One of the most exciting parts of the conference was meeting new people and going out to dinner. On the first night of the conference, I tagged along with a group of invited guests and met a bunch of Brazilian illustrators. Apparently, Brazil doesn’t have a large domestic comic market. One girl passed around a sketchbook and asked each artist to draw a penis. It was quite a treat to see some of my favorite artists’ rendition of the male member. I also got to know quite a few illustrators from Rosario that were so friendly and interesting that I am planning to return in September to interview them. On Saturday night, the Lobos crew (Fran López, Federico Reggiani, Fabian Zalazar, Angel Mosquito, Hernán Cañellas, and Max Aguirre) came to the conference and we went out for pizza and beer. We got lost a few times, talked on Walkie Talkies, and during dinner they judged the comics I bought. At the end of the night, they told me that they thought of me as a daughter, which was the best compliment I have ever received.

Throughout the conference, I attended a steady stream of talks by Enrique Breccia, C.B. Cebulski, and Salvador Sanz, a presentation of the comic Dos Estaciones by Federico Reggiani and Rodrigo Terranova and another panel remembering Carlos Trillo. I won’t write about all of the panels, but will instead focus on Dos Estaciones and Enrique Breccia’s lecture. Many Argentine authors publish abroad and advise aspiring comics creators advice on how to appeal to those audiences. Federico Reggiani (in the photo, holding the mic), in his presentation of Dos Estaciones, talked about creating a comic for Argentine audiences that focused on specifically Argentine issues. After a few days of focus on foreign comics, it was nice to hear someone talking about the need for comics with Argentine themes. Enrique Breccia also discussed working for Europe and said that not publishing in Argentina was heartbreaking. He was interviewed for a little while, and then accepted questions from the audience. Most of the questions were either about Oesterheld or his father, Alberto Breccia, a topic that, not surprisingly, is very annoying to answer when everyone compares his (very distinct) work to that of his father’s. (When beginning to publish in Europe, he used pseudonyms so that his work wouldn’t be compared to his father’s.) Given the nature of these questions, his responses were short, but interesting. I usually don’t ask questions during lectures (my Spanish accent is even more unintelligible when shouted), but decided to ask him something when I realized that all the other questions people asked were repetitive and uninteresting. I asked him what his daily schedule was like. Apparently, Breccia lives the romantic and frugal life of a modern cowboy. He wakes up at 5:30 a.m., rides his horses, draws, eats lunch, and goes out and rides some more.

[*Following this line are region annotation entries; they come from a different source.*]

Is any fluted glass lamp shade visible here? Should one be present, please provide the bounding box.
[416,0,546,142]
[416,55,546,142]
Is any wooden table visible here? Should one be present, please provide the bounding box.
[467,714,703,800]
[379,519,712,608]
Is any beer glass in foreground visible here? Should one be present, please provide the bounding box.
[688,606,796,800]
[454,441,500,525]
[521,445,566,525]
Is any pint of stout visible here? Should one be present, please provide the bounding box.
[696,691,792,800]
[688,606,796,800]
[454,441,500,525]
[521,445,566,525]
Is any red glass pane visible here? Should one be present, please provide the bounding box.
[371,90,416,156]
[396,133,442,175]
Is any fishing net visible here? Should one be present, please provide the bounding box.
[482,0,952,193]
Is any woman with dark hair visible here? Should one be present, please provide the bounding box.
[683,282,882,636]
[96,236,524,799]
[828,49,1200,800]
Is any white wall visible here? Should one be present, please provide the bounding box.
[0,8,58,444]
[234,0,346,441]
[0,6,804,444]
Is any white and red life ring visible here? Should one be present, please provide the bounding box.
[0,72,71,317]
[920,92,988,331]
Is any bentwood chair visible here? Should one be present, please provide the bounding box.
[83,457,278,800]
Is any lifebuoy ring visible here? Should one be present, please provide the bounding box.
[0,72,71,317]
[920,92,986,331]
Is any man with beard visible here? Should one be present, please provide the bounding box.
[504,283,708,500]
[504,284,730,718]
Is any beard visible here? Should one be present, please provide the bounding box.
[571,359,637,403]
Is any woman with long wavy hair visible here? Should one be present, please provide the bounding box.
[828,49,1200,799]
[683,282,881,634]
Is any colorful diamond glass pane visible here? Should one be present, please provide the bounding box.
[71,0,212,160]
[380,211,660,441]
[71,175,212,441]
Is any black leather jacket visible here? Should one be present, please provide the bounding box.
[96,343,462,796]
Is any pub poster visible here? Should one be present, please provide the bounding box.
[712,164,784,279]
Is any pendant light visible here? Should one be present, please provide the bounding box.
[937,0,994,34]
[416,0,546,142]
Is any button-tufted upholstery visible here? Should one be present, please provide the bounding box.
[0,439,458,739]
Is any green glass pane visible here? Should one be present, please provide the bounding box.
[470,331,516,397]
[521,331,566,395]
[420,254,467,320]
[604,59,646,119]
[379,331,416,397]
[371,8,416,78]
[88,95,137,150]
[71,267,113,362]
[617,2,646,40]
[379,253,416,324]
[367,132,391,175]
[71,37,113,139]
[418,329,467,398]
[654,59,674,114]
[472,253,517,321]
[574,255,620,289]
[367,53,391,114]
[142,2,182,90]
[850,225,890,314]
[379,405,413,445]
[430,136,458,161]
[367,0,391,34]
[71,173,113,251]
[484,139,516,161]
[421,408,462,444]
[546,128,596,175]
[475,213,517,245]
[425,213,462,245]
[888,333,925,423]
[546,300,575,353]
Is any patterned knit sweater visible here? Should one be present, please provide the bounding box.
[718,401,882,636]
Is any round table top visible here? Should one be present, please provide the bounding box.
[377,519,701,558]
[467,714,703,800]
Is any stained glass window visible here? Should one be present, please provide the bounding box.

Crack Bang Boom was exhausting and exhilarating, the perfect mix of rampant comic consumption, socializing, and education. Hopefully, Rosario will host another conference next year, but unfortunately, it all depends on Rosario’s political situation after the elections later in the year. Cultural events like this one are very much dependent on the municipal government’s support. When the government changes, so do its priorities. So, fingers crossed for Rosario and Argentine comics. Long live Crack Bang Boom!